The Polish government may be softening its earlier stance on the decisions workers can make regarding their savings, while proposed changes to the second-pillar fund (OFE) system remain in the discussion stage.
In September, the government – in changing the system from a mandatory to a voluntary one – proposed to make the Polish Social Insurance Institution (ZUS) not only the default option but also an irrevocable one.
Workers who chose in the first instance to continue saving in the OFEs could subsequently change their minds and move over fully to ZUS.
Later that month, prime minister Donald Tusk indicated that those who defaulted to, or chose, ZUS could have a window every 2-3 years to switch back to an OFE.
The government has thus far circulated a document to the Sejm, the lower chamber of Parliament, detailing the history of the second-pillar system, the many stakeholder views and the reasoning behind its proposed overhaul.
The Polish Chamber of Pension Funds (IGTE) has pointed out that, in its summary of pension funds’ financial results, sourced to the Polish Financial Supervision Authority (KNF), the document has shrunk the aggregate profits made in 2012 from PLN37.4bn (€8.9bn), as stated in the KNF’s quarterly report, to PLN11.1bn.
According to the IGTE, this was yet another example of the government manipulating the facts to demonise the second pillar.
The most controversial proposal involves removing OFE holdings in Polish state and state guaranteed debt to ZUS, redeeming the debt and banning the funds from investing in these securities in future.
In October, deputy finance minister Wojciech Kowalczyk told the press the current 5% foreign investment limit – which the European Court of Justice ruled in December 2011 as being in violation of the free movement of capital – would be raised to 30% by 2016.
After the ruling, the government had envisaged a more gradual acceleration, to 30% by 2021, although it had not got round to changing the necessary legislation.
At the same time, Kowalczyk reiterated that the OFEs would nonetheless be banned from investing in foreign sovereign debt, as to do otherwise would be inconsistent.
He envisaged that there would be no problem with EU legislation in this respect.
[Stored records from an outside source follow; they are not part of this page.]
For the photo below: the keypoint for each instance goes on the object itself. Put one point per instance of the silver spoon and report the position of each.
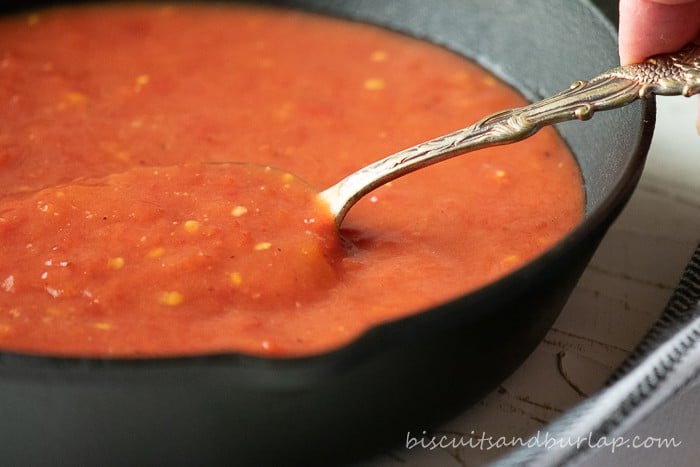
(668, 75)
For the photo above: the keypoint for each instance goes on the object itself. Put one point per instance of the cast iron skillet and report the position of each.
(403, 376)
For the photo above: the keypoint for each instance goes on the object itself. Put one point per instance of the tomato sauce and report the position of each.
(122, 233)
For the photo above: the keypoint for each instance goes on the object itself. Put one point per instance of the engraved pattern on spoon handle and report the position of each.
(668, 74)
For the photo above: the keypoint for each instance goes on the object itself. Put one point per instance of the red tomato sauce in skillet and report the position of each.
(122, 234)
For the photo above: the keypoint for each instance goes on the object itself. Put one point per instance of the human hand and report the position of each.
(650, 27)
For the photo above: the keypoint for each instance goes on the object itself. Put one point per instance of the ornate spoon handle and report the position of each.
(669, 74)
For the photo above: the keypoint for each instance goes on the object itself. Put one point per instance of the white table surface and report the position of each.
(622, 292)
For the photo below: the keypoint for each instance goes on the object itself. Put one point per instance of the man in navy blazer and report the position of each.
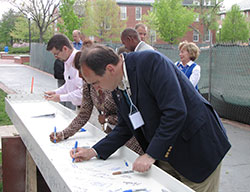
(180, 129)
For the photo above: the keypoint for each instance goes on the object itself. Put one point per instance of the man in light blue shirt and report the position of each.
(77, 40)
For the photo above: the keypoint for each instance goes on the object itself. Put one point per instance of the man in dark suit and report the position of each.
(174, 124)
(131, 40)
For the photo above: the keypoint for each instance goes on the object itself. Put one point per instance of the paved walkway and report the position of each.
(235, 173)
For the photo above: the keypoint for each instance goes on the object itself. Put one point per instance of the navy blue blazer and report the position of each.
(181, 127)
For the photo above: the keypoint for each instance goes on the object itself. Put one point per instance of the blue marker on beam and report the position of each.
(126, 163)
(55, 134)
(134, 190)
(74, 151)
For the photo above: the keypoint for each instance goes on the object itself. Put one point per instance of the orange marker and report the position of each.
(32, 84)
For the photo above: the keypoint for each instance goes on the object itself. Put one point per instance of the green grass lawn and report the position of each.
(4, 119)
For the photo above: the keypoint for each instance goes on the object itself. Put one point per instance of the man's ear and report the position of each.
(110, 68)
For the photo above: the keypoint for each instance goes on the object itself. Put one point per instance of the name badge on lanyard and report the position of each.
(134, 115)
(136, 120)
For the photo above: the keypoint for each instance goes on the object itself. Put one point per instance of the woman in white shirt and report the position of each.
(189, 52)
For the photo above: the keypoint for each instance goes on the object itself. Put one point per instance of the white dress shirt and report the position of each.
(72, 89)
(196, 73)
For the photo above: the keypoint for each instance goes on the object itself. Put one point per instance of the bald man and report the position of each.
(142, 31)
(131, 40)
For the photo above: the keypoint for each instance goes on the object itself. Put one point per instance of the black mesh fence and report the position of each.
(225, 75)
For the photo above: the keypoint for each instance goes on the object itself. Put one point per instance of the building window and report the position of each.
(152, 36)
(207, 36)
(197, 18)
(123, 13)
(207, 2)
(92, 38)
(222, 17)
(107, 25)
(195, 36)
(138, 13)
(196, 2)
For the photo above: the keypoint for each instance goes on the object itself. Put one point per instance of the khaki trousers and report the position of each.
(211, 184)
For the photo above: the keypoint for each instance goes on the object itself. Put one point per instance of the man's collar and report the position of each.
(124, 84)
(138, 46)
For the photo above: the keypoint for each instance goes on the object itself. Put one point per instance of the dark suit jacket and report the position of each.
(181, 127)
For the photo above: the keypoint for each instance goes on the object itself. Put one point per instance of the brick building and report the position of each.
(132, 10)
(244, 8)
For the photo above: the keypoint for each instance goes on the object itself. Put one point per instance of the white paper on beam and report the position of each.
(93, 175)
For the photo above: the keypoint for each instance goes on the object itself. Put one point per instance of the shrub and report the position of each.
(17, 50)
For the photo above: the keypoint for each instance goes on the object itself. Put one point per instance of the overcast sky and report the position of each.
(5, 6)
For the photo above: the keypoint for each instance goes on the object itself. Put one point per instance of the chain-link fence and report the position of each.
(225, 75)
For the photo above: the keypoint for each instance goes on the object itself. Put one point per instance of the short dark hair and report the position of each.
(140, 25)
(130, 32)
(98, 57)
(77, 59)
(58, 41)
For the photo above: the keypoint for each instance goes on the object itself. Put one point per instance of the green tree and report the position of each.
(7, 24)
(208, 14)
(70, 20)
(42, 12)
(170, 19)
(234, 27)
(102, 19)
(21, 30)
The government has stressed it wants the OFEs to invest more of their assets in what it termed the “real economy”, essentially corporate and municipal bonds.
Even if the OFEs subsequently bought up all the issues on the market, they would not come close to replacing the PLN121.7bn of state bonds they held in their portfolios at the end of June.
According to Fitch Ratings’ quarterly review of the Polish non-governmental bond market, as of the end of the second quarter, outstanding corporate bonds of more than a year’s tenor totalled PLN34.2bn, and PLN16.1bn in the case of municipal bonds.
Furthermore, the local and regional governments are being put under tighter spending restrictions in 2014, which will reduce their need for issuing debt.
The ban on sovereign bonds could nevertheless prove the undoing for the proposed reform.
At the end of September, Irena Wóycicka, secretary of state in the presidential Cabinet, told the press the ban was questionable because it increased the risk for fund members by preventing the OFEs from investing in more stable instruments during periods of stock market decline.
While president Bronisław Komorowski has yet to issue a statement, he will ultimately have to sign off on the draft law, or alternatively return it to Parliament or refer it to the Constitutional Tribunal.